The universal horror: The sound of your own voice
Have you ever heard a recording of your own voice? If your immediate reaction was “That sounds awful,” don’t worry—you are in the vast majority. In fact, if you type “own voice” into a Japanese Google search, the top suggested co-occurring word is “ugly.” Me? I desperately wish my voice sounded like Don LaFontaine, the legendary movie trailer voice actor.
While Mehrabian’s law famously suggests visual information (55%) is more influential than vocal tone (38%), the voice still holds significant, unexpected power. This is why I felt a chill last year when I read about Microsoft’s new AI synthesizer, VALL-E. This AI can simulate a person’s voice from just a three-second sample, read any text in that simulated voice, and even inject emotions like anger or sadness.
To avoid dying of self-hatred (or AI-induced paranoia), we must either improve our voices or, at least, understand the science of what constitutes a “good voice.”
The scientific disadvantage: Japan’s 1500Hz problem
Neuroscience has already clarified one technical definition of a pleasing sound: the frequency range around 3000 Hz. Voice that includes this frequency generally sounds good to the human ear.
Here, Japanese speakers face a slight disadvantage. According to the research of French doctor Alfred Tomatis, the average frequency of the English language is typically over 2000 Hz, while the Japanese language averages under 1500 Hz. We are statistically designed to sound less acoustically “good” than English speakers.
Given this clarity, creating a voice that hits that perfect 3000 Hz mark is trivially easy for AI synthesizers. But here’s the core issue: Does a scientifically “good” voice always feel emotionally “good” to humans?
Imagine C-3PO and R2-D2 suddenly speaking in gorgeously fluent, natural human voices created by VALL-E. Could you accept it? Probably not. Human psychology complicates everything, introducing elements like nostalgia and a profound, cultural appreciation for synthetic sound.
The synthetic heart of Japan: The vocaloid paradox
This is where Japan’s unique culture of Vocaloid (a portmanteau of “vocal” and “android”) comes into play. Vocaloid started as synthesizer software, but it evolved into a music genre starring virtual singers.

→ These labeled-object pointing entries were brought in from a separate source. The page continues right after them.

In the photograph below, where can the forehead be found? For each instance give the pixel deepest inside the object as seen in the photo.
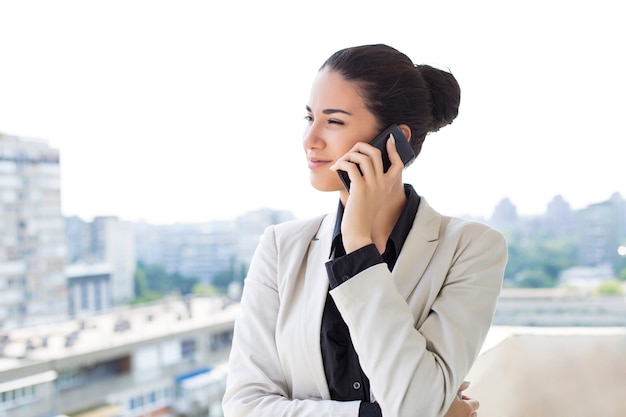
(331, 90)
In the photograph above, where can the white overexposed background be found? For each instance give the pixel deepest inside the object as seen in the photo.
(185, 111)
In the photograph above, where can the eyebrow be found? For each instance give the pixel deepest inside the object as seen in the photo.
(331, 111)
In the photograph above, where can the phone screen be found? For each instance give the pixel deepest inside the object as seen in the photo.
(402, 145)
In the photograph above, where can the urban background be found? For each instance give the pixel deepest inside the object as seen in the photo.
(106, 317)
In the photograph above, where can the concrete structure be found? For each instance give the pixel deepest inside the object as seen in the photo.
(559, 307)
(89, 288)
(205, 251)
(166, 359)
(602, 228)
(32, 238)
(551, 372)
(109, 240)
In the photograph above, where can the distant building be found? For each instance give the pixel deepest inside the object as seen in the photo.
(204, 251)
(165, 359)
(109, 240)
(32, 238)
(601, 228)
(89, 288)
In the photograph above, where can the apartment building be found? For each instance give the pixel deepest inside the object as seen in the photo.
(32, 239)
(167, 359)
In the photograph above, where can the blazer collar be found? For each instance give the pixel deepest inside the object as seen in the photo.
(418, 249)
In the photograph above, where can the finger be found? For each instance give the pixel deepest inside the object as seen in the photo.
(373, 153)
(474, 404)
(366, 163)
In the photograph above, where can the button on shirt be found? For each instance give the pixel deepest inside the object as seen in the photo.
(346, 380)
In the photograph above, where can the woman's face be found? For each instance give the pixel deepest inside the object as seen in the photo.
(337, 118)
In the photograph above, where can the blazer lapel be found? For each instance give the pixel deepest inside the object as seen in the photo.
(418, 249)
(316, 289)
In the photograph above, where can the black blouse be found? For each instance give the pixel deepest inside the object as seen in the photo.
(346, 380)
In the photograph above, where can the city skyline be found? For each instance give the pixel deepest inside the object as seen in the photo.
(194, 112)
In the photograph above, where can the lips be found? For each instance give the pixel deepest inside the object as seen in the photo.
(315, 163)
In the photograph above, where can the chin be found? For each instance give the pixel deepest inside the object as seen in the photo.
(326, 184)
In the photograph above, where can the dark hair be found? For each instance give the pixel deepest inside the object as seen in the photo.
(397, 91)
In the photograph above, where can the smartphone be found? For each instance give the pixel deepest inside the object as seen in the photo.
(402, 145)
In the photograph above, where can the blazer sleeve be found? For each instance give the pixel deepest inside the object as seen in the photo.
(416, 364)
(256, 385)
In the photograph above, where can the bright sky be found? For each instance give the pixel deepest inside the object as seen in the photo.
(180, 111)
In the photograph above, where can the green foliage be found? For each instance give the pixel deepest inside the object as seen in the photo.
(204, 290)
(610, 287)
(536, 261)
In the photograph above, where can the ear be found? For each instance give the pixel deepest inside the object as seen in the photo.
(406, 130)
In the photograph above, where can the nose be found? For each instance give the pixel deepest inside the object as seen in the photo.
(312, 138)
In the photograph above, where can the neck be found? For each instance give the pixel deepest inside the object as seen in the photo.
(387, 217)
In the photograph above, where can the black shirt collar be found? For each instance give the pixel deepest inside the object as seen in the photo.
(400, 230)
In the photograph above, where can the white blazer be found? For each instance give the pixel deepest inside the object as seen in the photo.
(417, 330)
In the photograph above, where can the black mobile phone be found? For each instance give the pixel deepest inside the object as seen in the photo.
(402, 145)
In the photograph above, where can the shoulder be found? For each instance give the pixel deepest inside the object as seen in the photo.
(460, 230)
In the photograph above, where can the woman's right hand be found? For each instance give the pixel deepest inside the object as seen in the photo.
(463, 406)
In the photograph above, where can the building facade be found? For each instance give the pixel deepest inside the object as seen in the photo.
(32, 238)
(167, 359)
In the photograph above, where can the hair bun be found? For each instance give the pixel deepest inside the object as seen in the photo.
(445, 95)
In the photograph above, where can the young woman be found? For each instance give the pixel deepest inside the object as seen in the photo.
(382, 307)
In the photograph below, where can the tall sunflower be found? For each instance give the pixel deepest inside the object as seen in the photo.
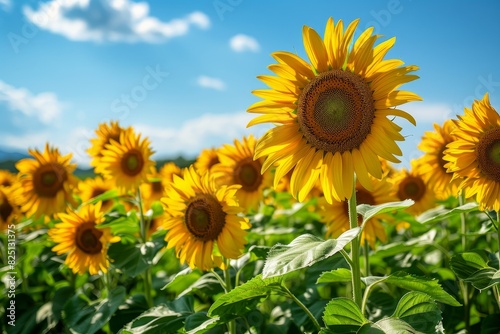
(45, 183)
(203, 221)
(85, 243)
(237, 166)
(333, 113)
(127, 161)
(93, 187)
(433, 168)
(410, 184)
(336, 214)
(9, 211)
(474, 157)
(105, 133)
(206, 160)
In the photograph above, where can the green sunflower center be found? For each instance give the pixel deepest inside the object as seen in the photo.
(49, 179)
(247, 173)
(488, 154)
(336, 111)
(205, 217)
(5, 210)
(87, 238)
(412, 187)
(132, 162)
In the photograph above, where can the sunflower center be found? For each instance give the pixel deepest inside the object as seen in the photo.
(488, 154)
(204, 217)
(336, 111)
(5, 210)
(247, 173)
(411, 188)
(49, 179)
(132, 162)
(87, 238)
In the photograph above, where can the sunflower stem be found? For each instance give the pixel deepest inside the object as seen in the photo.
(144, 232)
(463, 285)
(302, 306)
(355, 267)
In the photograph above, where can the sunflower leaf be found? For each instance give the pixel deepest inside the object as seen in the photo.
(243, 298)
(369, 211)
(304, 251)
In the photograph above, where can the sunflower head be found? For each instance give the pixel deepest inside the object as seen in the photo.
(46, 182)
(474, 155)
(434, 167)
(127, 161)
(79, 237)
(333, 112)
(237, 166)
(410, 184)
(203, 220)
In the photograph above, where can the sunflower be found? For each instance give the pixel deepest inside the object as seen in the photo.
(9, 211)
(203, 221)
(332, 113)
(128, 161)
(433, 171)
(410, 184)
(78, 236)
(7, 179)
(237, 166)
(167, 172)
(336, 214)
(45, 183)
(206, 160)
(93, 187)
(105, 133)
(474, 157)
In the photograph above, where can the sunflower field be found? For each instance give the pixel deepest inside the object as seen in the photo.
(307, 229)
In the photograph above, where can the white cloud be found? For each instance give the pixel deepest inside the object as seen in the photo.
(110, 20)
(209, 130)
(242, 43)
(44, 106)
(213, 83)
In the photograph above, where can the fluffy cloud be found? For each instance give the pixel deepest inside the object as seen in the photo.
(213, 83)
(242, 43)
(44, 106)
(110, 20)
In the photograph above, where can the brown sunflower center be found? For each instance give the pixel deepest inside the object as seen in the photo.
(411, 187)
(335, 111)
(49, 179)
(247, 173)
(87, 238)
(204, 217)
(488, 154)
(5, 210)
(132, 162)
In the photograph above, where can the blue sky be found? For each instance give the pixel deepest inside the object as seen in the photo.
(182, 72)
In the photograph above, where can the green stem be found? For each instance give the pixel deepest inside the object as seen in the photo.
(355, 268)
(302, 306)
(463, 285)
(144, 233)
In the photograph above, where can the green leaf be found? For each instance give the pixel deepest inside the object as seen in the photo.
(415, 283)
(341, 275)
(304, 251)
(474, 267)
(84, 318)
(369, 211)
(419, 310)
(439, 214)
(342, 315)
(160, 319)
(243, 298)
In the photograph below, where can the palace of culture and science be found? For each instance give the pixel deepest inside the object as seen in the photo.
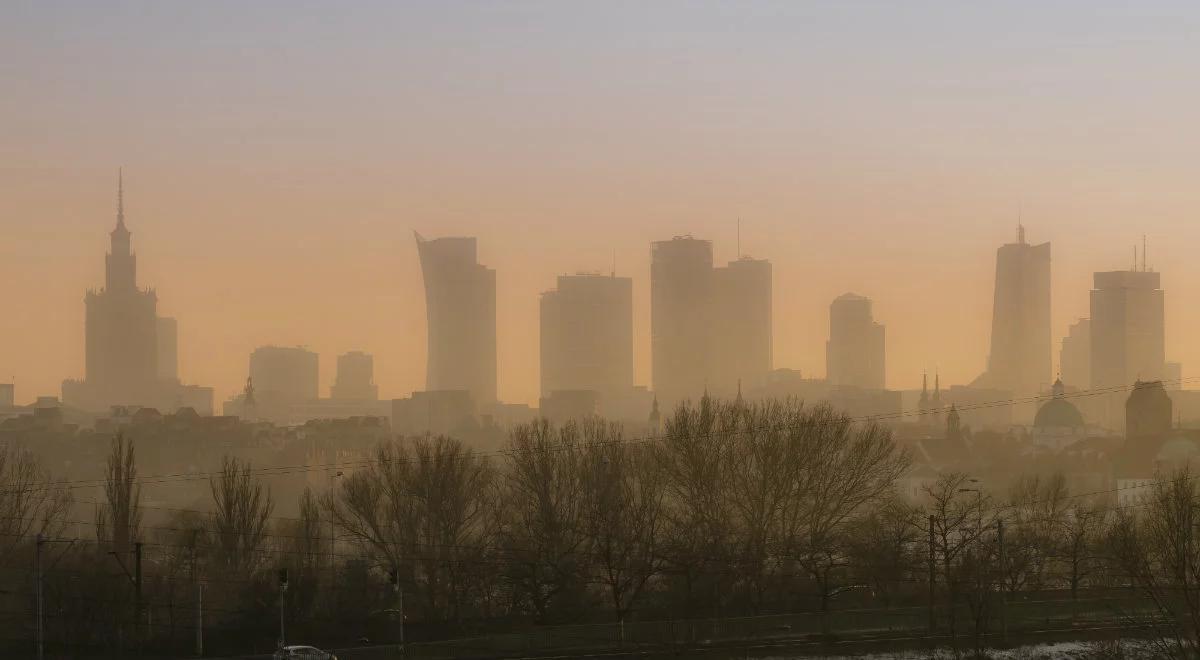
(131, 351)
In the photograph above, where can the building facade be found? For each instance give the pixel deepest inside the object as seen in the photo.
(1075, 357)
(742, 343)
(1020, 357)
(855, 353)
(460, 304)
(283, 375)
(131, 353)
(355, 378)
(681, 317)
(587, 335)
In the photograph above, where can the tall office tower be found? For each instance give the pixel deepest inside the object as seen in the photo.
(355, 378)
(855, 352)
(1075, 358)
(587, 335)
(168, 349)
(742, 327)
(1127, 328)
(121, 328)
(283, 375)
(681, 317)
(1020, 319)
(460, 306)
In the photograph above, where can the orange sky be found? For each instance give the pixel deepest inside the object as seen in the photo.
(276, 165)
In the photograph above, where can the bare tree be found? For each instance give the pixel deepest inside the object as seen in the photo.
(427, 511)
(1080, 533)
(1159, 556)
(1037, 514)
(885, 549)
(243, 508)
(960, 514)
(544, 534)
(696, 459)
(120, 520)
(844, 468)
(623, 505)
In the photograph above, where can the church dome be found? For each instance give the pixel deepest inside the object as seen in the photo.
(1059, 413)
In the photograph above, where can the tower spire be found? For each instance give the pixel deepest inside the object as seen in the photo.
(120, 198)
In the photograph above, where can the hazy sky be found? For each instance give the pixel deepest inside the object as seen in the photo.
(279, 155)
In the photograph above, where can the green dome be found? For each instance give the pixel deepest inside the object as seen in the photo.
(1059, 413)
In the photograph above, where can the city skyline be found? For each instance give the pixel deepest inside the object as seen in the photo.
(120, 276)
(895, 177)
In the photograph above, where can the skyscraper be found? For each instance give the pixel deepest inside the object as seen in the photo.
(131, 353)
(1075, 358)
(855, 352)
(460, 305)
(1127, 339)
(681, 317)
(587, 335)
(168, 349)
(121, 328)
(283, 375)
(1020, 319)
(355, 378)
(1127, 328)
(742, 345)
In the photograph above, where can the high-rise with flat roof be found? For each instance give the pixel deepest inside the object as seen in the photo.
(681, 317)
(1075, 358)
(742, 343)
(855, 352)
(1020, 358)
(355, 378)
(1127, 339)
(283, 375)
(1127, 328)
(587, 335)
(460, 306)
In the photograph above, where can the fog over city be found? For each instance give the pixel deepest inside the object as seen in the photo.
(498, 329)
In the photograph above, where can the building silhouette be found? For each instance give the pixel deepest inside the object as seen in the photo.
(1127, 328)
(1127, 339)
(1147, 412)
(587, 335)
(283, 375)
(855, 352)
(130, 352)
(168, 348)
(742, 343)
(681, 317)
(355, 378)
(711, 328)
(1020, 358)
(460, 304)
(1075, 357)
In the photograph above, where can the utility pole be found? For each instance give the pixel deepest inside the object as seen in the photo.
(933, 621)
(283, 592)
(41, 630)
(199, 603)
(137, 593)
(199, 619)
(400, 605)
(1003, 582)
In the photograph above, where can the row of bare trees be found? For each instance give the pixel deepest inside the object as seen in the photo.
(731, 504)
(736, 509)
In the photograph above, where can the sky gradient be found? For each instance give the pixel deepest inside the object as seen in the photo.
(277, 159)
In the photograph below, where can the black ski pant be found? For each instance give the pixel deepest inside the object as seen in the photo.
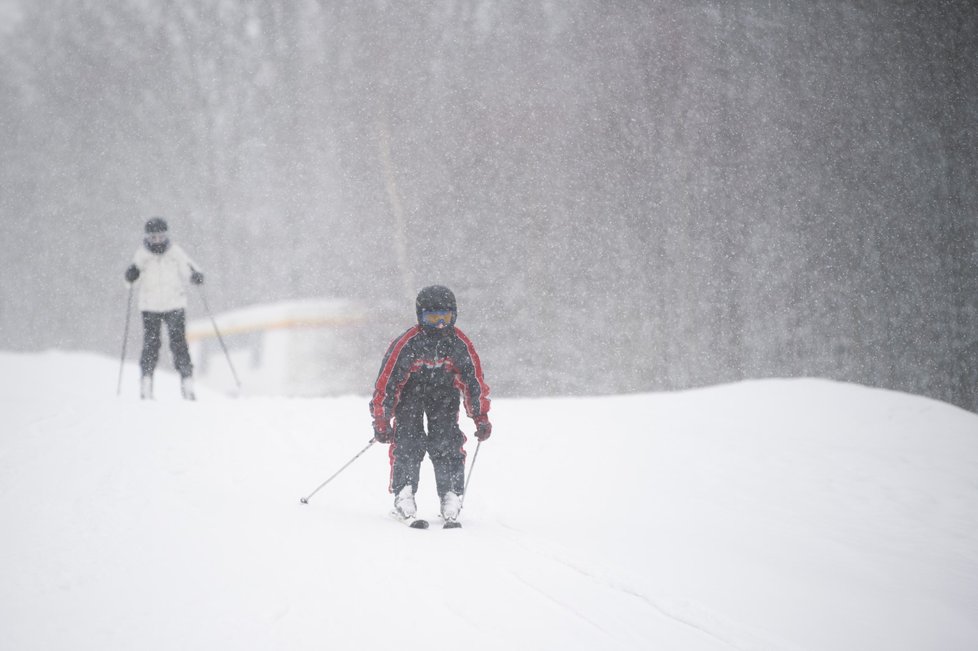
(442, 441)
(176, 327)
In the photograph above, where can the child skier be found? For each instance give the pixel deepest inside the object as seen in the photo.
(164, 269)
(424, 373)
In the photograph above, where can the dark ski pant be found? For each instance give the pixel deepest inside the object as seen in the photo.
(176, 327)
(442, 442)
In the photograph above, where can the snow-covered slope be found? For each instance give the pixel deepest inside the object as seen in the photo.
(778, 514)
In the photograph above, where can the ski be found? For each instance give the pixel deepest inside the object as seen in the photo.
(413, 522)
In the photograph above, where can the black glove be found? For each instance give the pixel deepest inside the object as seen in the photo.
(383, 433)
(483, 430)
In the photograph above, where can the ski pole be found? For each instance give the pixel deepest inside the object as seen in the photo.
(125, 338)
(305, 500)
(203, 298)
(465, 489)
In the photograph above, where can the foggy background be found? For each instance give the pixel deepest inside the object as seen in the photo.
(625, 196)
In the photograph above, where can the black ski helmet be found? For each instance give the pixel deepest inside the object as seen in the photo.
(156, 225)
(435, 297)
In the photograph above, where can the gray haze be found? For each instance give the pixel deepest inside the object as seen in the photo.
(625, 196)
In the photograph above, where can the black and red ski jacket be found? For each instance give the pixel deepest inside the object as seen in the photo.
(438, 359)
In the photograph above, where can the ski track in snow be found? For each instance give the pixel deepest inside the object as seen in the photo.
(764, 509)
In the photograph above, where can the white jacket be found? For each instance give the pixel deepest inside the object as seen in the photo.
(163, 278)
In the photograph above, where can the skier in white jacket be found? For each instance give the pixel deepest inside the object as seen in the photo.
(162, 270)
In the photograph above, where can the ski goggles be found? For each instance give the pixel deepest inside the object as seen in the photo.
(437, 318)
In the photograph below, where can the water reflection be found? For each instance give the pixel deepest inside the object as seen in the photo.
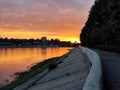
(14, 60)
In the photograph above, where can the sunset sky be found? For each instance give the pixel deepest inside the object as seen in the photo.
(62, 19)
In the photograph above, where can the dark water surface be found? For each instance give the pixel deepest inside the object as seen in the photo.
(14, 60)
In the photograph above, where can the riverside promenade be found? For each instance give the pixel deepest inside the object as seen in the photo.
(111, 70)
(79, 70)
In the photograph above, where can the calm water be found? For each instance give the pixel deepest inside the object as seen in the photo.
(14, 60)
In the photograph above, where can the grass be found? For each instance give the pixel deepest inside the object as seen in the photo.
(22, 77)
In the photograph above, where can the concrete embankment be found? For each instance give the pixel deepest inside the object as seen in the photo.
(80, 70)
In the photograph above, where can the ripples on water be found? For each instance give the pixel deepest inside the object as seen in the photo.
(14, 60)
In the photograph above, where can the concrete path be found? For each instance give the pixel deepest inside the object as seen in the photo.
(111, 70)
(71, 74)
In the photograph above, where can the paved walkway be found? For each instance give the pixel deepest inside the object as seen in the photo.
(71, 74)
(111, 70)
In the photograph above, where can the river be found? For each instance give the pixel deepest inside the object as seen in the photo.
(14, 60)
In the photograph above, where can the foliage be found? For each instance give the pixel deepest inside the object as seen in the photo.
(103, 24)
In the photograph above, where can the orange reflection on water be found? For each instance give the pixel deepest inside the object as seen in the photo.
(14, 60)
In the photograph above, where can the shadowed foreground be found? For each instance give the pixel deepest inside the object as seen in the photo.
(111, 70)
(70, 74)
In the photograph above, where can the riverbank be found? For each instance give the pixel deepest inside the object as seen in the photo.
(22, 77)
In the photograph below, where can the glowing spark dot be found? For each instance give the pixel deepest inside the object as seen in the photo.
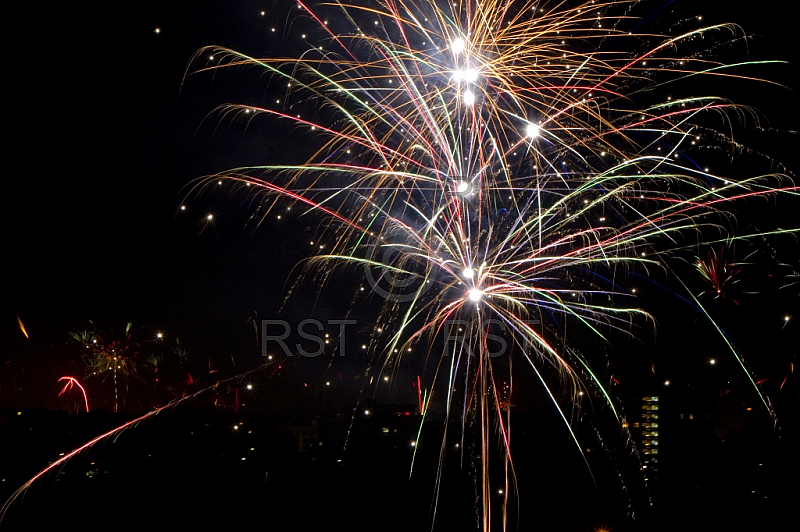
(475, 294)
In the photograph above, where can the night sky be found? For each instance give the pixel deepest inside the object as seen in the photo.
(104, 135)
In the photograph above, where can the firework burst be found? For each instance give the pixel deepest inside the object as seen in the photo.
(505, 167)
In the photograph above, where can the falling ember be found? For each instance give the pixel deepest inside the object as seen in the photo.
(22, 327)
(70, 382)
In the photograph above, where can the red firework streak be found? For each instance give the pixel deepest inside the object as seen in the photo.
(72, 381)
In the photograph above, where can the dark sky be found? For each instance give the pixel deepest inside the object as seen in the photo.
(102, 138)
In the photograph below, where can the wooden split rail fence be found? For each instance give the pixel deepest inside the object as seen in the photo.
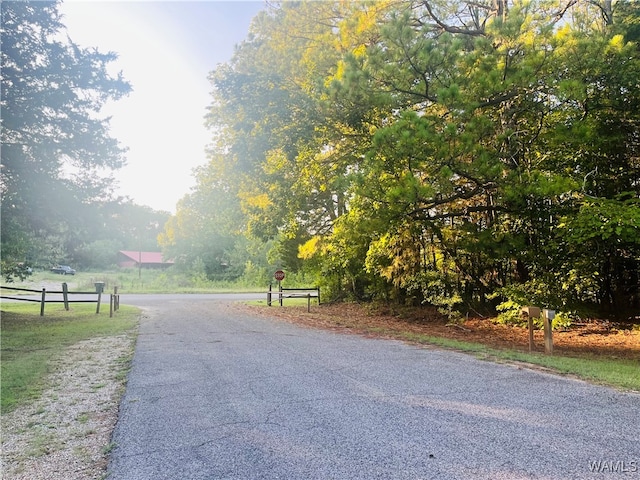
(67, 297)
(282, 293)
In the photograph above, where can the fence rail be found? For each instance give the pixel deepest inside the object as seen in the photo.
(114, 303)
(282, 293)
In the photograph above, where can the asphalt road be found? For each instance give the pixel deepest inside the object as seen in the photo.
(215, 393)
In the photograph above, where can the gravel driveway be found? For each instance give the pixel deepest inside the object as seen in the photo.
(215, 393)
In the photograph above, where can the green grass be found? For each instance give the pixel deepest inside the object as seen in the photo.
(29, 341)
(618, 373)
(614, 372)
(130, 280)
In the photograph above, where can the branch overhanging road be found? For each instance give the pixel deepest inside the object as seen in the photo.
(215, 393)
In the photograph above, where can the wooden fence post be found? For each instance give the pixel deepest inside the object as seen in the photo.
(65, 295)
(98, 306)
(44, 294)
(547, 318)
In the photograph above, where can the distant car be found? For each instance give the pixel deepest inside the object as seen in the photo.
(63, 270)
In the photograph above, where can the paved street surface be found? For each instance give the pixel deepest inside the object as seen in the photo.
(215, 393)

The history changed forever in 2007 with the release of Miku Hatsune. Miku is not just a singer; she is an open-source movement. People compose songs for her, share music videos online, and her synthetic voice is now instantly recognizable. Most Japanese fans can easily distinguish Miku’s unique synthetic tone and would be deeply unhappy if she suddenly sounded “human.” We actively demand a voice that sounds obviously synthetic. This is the Vocaloid Paradox: we prefer artificiality when it serves as a unique aesthetic.
Miku’s influence transcends the screen. Her “Hatsune Miku Expo” concert (see image below) tours globally. I once attended her concert, which featured a hologram Miku performing with a live band of human musicians. It was undeniably fun. Her character has since spread everywhere, independently of the software function.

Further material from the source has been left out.